The exact schedule has yet to be announced and tickets have not yet gone on sale, but weekday northbound train 176 to Boston will likely depart the Roanoke around 6:20 a.m. and the weekday southbound train 171 from Boston will arrive there shortly before 10:00 p.m. On weekends, northbound train 156 to New York will likely leave Roanoke around 8:50 a.m. and southbound train 147 (Saturdays from Springfield, Mass.) or 145 (Sundays from New York) will arrive there between 9:30 and 10:00 p.m. Travel time from Roanoke to Washington will be about five hours; to New York will be just under nine hours.

Amtrak has been conducting test runs over Norfolk Southern’s ex-Norfolk & Western trackage between Lynchburg and Roanoke during June and July using a typical Northeast Regional Amfleet I consist. The first revenue trainset will be brought to Roanoke during the day on Monday, Oct. 30, for a ribbon-cutting ceremony and will lay over in preparation for Tuesday morning’s inaugural revenue departure.

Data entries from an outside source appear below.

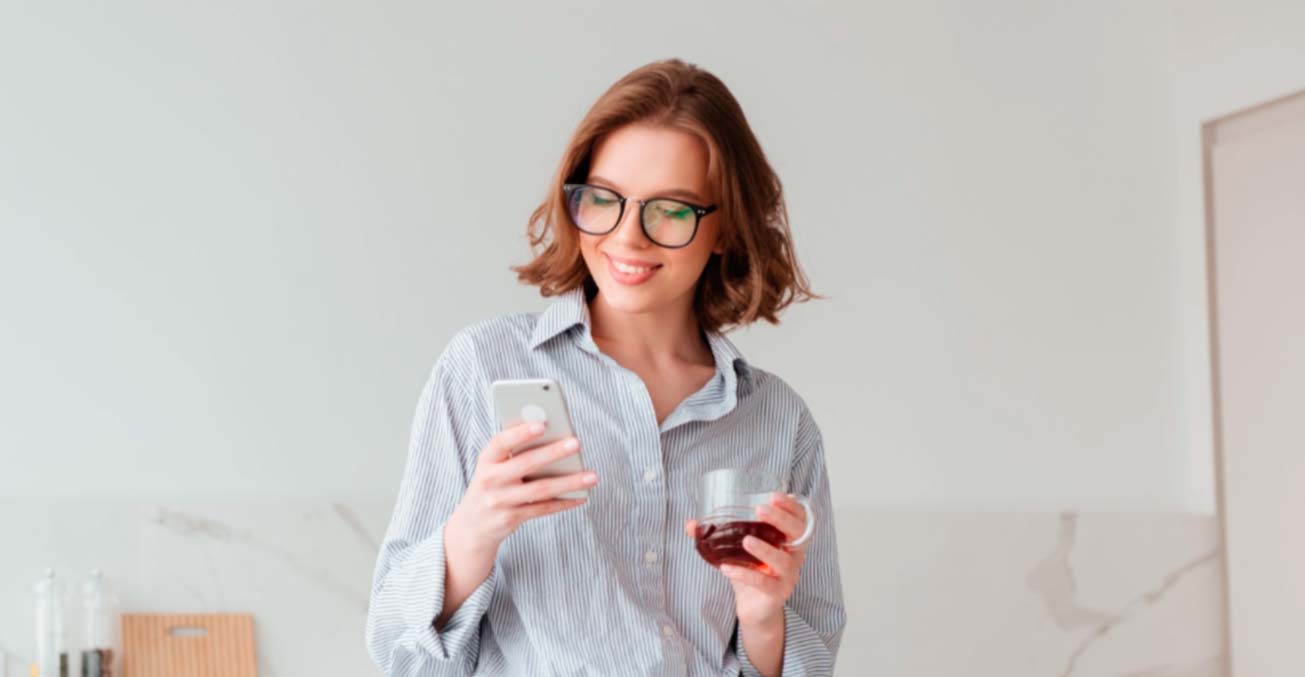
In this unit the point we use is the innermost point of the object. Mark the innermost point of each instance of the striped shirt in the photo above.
(614, 586)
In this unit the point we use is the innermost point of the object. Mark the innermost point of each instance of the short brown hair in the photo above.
(757, 275)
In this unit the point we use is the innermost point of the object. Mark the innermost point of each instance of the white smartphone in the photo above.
(538, 399)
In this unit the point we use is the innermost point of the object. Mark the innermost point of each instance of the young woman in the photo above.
(663, 227)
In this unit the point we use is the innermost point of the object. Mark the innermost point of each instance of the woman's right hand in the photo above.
(497, 497)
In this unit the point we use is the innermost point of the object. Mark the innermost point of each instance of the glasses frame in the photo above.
(698, 211)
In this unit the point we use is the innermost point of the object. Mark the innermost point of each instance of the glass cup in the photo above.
(727, 513)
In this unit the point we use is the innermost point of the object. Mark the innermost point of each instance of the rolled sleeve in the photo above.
(814, 615)
(407, 587)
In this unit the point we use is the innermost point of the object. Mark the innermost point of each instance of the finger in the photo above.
(749, 577)
(547, 508)
(546, 488)
(527, 462)
(501, 445)
(783, 521)
(779, 561)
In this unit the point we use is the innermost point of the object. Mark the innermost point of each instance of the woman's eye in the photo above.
(681, 213)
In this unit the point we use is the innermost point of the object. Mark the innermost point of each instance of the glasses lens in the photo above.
(593, 209)
(670, 222)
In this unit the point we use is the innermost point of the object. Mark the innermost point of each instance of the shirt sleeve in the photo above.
(814, 613)
(407, 586)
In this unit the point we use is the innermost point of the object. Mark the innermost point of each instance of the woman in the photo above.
(664, 226)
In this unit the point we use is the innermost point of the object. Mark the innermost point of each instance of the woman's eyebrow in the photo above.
(672, 192)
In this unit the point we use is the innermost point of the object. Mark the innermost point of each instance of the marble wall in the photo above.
(928, 592)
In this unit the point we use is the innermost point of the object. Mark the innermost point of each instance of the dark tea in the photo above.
(722, 541)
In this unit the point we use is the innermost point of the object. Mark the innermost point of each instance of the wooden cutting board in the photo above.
(202, 645)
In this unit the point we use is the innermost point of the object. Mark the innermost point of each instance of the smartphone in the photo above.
(538, 399)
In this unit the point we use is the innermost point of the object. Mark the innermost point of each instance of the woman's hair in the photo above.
(757, 275)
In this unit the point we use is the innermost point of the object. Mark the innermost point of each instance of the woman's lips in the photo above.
(625, 277)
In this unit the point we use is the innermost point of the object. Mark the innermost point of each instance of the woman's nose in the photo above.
(629, 230)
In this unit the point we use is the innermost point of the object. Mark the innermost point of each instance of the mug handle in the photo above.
(811, 521)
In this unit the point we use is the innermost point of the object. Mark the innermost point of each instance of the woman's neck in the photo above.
(663, 337)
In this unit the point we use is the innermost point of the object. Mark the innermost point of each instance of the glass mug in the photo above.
(727, 511)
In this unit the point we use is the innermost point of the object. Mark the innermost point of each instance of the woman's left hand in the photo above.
(760, 594)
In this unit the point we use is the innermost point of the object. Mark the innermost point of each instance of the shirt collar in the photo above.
(570, 308)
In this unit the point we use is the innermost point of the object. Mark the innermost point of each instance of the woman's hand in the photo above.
(499, 500)
(760, 594)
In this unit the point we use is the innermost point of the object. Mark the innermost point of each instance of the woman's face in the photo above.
(642, 162)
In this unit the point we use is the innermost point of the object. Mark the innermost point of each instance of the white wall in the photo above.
(235, 236)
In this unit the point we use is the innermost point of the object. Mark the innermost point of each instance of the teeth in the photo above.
(630, 270)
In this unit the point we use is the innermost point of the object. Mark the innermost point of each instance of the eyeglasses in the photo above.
(670, 223)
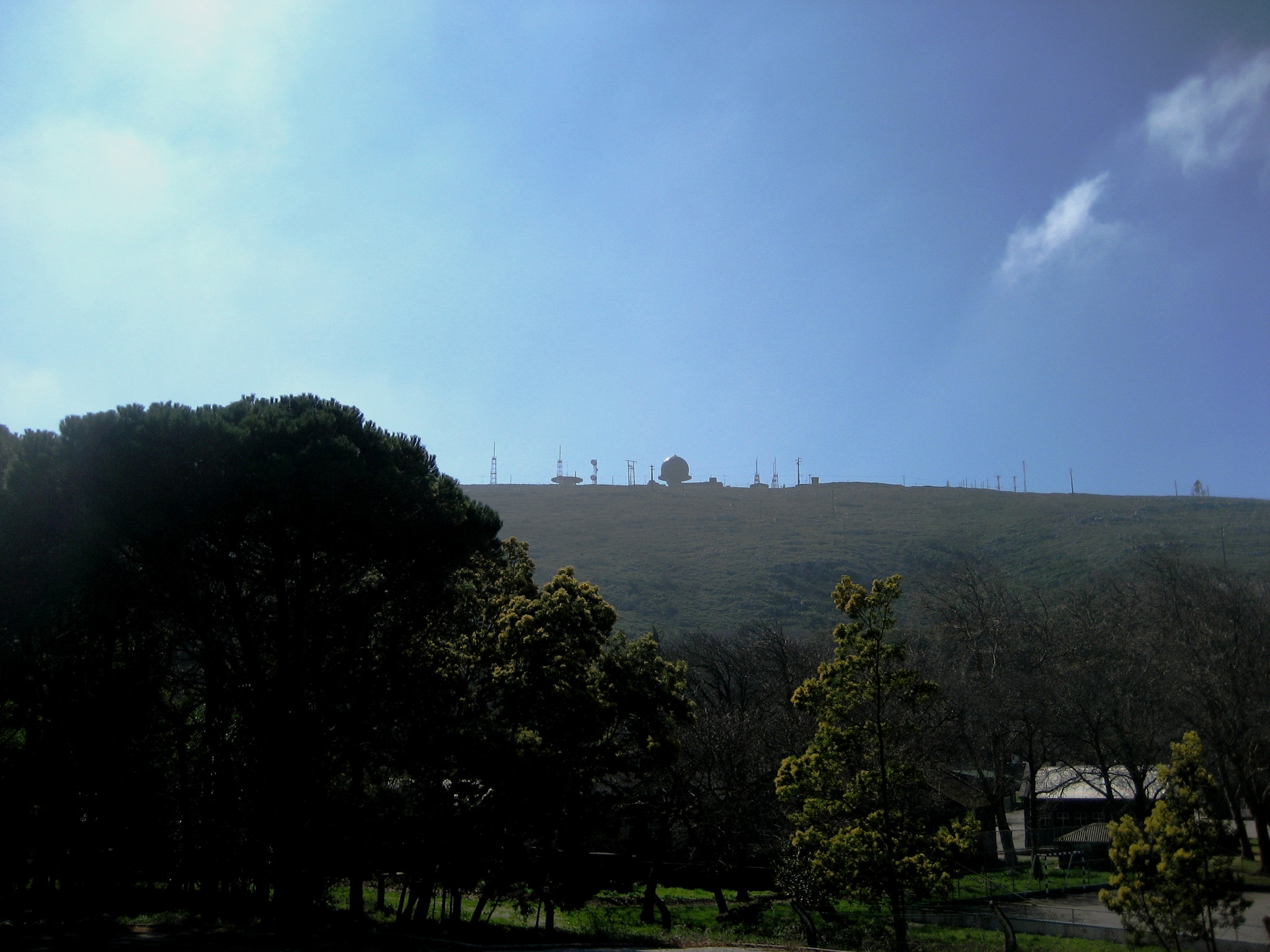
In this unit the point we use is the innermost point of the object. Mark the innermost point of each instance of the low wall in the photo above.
(986, 919)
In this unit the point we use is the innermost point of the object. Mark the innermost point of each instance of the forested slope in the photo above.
(716, 557)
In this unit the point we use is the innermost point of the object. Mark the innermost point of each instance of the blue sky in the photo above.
(902, 242)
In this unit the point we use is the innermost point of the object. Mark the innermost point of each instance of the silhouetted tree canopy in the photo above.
(249, 649)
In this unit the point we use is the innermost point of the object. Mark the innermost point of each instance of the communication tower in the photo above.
(561, 479)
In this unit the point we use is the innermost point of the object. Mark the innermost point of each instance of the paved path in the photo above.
(1085, 909)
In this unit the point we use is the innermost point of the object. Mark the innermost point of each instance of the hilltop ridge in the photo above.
(716, 557)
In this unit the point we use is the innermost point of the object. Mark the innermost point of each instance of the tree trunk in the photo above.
(406, 888)
(1240, 829)
(721, 901)
(356, 901)
(806, 920)
(412, 904)
(1008, 837)
(665, 910)
(649, 896)
(900, 922)
(1259, 819)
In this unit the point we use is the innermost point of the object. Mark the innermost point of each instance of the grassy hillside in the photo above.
(717, 557)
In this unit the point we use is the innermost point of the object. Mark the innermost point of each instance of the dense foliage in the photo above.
(251, 649)
(859, 790)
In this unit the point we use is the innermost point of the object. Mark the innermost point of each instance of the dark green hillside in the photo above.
(716, 557)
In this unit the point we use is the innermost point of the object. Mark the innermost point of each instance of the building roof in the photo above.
(1085, 782)
(1091, 833)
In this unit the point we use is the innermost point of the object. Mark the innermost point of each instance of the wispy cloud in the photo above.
(1208, 122)
(1068, 221)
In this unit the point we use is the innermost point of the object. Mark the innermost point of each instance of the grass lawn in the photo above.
(614, 919)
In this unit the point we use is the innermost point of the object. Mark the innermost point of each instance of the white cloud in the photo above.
(1208, 122)
(1067, 223)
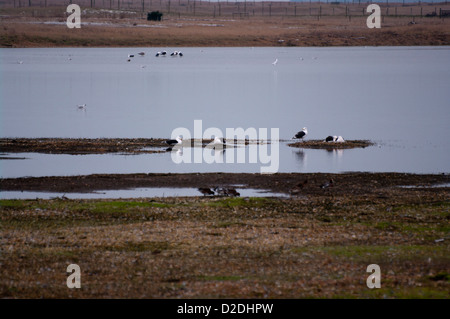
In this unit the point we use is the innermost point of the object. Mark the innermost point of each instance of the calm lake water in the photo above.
(398, 97)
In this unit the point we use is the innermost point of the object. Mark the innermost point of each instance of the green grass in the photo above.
(241, 202)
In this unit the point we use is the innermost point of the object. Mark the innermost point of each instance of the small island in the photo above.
(321, 144)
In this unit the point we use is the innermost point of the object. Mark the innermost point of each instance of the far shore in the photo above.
(263, 24)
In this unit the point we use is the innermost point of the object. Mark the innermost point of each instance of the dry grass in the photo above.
(227, 248)
(25, 28)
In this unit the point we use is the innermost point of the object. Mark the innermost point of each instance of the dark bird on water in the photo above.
(233, 192)
(176, 141)
(301, 134)
(206, 191)
(327, 184)
(298, 188)
(338, 139)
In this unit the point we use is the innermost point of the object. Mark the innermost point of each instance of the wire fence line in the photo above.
(236, 9)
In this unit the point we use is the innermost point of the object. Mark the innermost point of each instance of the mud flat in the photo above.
(313, 245)
(343, 184)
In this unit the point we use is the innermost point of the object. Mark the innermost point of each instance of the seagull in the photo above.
(175, 53)
(301, 134)
(206, 191)
(232, 192)
(178, 140)
(328, 184)
(298, 188)
(219, 140)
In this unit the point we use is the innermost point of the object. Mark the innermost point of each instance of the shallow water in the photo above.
(398, 97)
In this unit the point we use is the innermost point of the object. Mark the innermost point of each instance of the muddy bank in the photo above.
(83, 146)
(80, 146)
(75, 146)
(343, 184)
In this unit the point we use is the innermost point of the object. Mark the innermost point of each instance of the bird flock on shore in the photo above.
(219, 191)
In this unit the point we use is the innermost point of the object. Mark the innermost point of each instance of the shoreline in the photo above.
(345, 184)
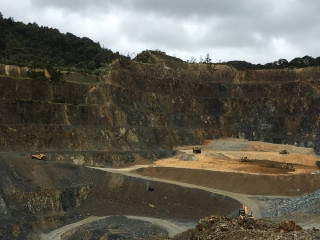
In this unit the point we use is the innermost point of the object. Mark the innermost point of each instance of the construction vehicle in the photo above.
(243, 213)
(284, 152)
(196, 150)
(40, 156)
(288, 166)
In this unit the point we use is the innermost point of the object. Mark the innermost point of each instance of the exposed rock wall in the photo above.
(148, 108)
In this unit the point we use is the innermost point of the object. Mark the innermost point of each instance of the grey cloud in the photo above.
(255, 26)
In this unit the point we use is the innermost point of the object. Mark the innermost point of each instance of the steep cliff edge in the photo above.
(146, 108)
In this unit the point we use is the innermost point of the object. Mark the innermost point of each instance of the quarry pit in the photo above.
(119, 148)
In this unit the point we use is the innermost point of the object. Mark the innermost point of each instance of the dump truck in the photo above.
(196, 150)
(284, 152)
(40, 156)
(243, 213)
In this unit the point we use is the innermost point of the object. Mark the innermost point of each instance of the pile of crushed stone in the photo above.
(216, 227)
(307, 203)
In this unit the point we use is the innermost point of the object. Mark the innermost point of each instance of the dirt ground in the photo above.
(240, 166)
(242, 156)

The Roanoke station will be located on Norfolk Avenue downtown near the city’s bus hub, roughly across the four-track main line from the 1946-built mid-20th century Norfolk & Western depot, now housing the O. Winston Link Museum and a regional visitors’ center. An 800-foot high-level platform fully covered by a canopy, long enough to berth a typical eight-car Northeast Regional consist and compliant with Amtrak standards, is being built there.

The long-planned service extension, work on which began three years ago, comes thanks to the Commonwealth of Virginia’s unique purchase of service arrangement with Norfolk Southern, wherein the state purchases a certain amount of capacity from the railroad, allowing it to pay for necessary track upgrades, in exchange for a commitment to host the passenger train and meet certain performance standards. The Roanoke extension cost the Virginia commonwealth $100 million.

The department has plans to extend passenger service further southwest to Bristol, Va., over the ex-Norfolk & Western, but this would require a reworking of the trains’ schedules to avoid unattractive early departure times or late arrival times southwest of Roanoke.